After 38 years under President Jose Eduardo dos Santos, João Lourenço took office as Angola’s third president on September 21. Angola gained its independence from Portugal in 1974.
Lourenço assumed power after his party, the People’s Movement for the Liberation of Angola (MPLA), won 64.5 percent of the popular vote.
Dos Santos, also of MPLA, took office in 1979 after the death of the country’s first president, Agostinho Neto. He is Africa’s second-longest serving leader, after Teodoro Mbasogo of Equatorial Guinea.
In December 2016, Dos Santos announced that he would not run for re-election, likely because of health issues. It was welcome news to many Angolans, for whom Dos Santos’ administration represented the large-scale corruption that has plagued the country.
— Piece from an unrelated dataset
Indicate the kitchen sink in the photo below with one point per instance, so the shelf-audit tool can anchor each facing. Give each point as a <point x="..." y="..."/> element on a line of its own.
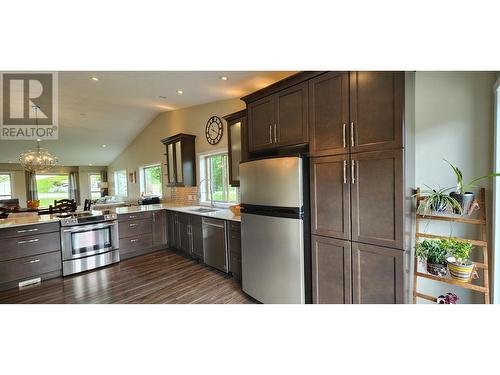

Though Angola is Africa’s second-largest oil producer, most of the country outside of the capital, Luanda, lacks basic infrastructure, a problem which has caused public health crises in recent years. For example, the government cut waste-collection services in some areas in March 2016, which incited a deadly yellow-fever outbreak that killed more than 400 people.
Lourenço campaigned on the promise of increased transparency and reduced corruption. He has signaled a plan to open and diversify the country’s economy, with the goal of limiting the country’s dependency on volatile oil prices.
However, despite his campaign promises, many fear that Lourenço will continue many of Dos Santos’ policies due to their similar backgrounds. Both leaders were Soviet-trained, members of the MPLA party from an early age, and products of the country’s violent revolution.
Additionally, the Angolan parliament recently created the role of president-emeritus for Dos Santos, which guarantees him the luxuries of the presidency even after leaving office. He also continues to serve as head of the MPLA, thus exercising significant power within government.
Still, amid the transition, there are signs of progress. This year’s election, which many in the international community deemed legitimate, saw an unprecedented rise in the popularity of various opposition parties.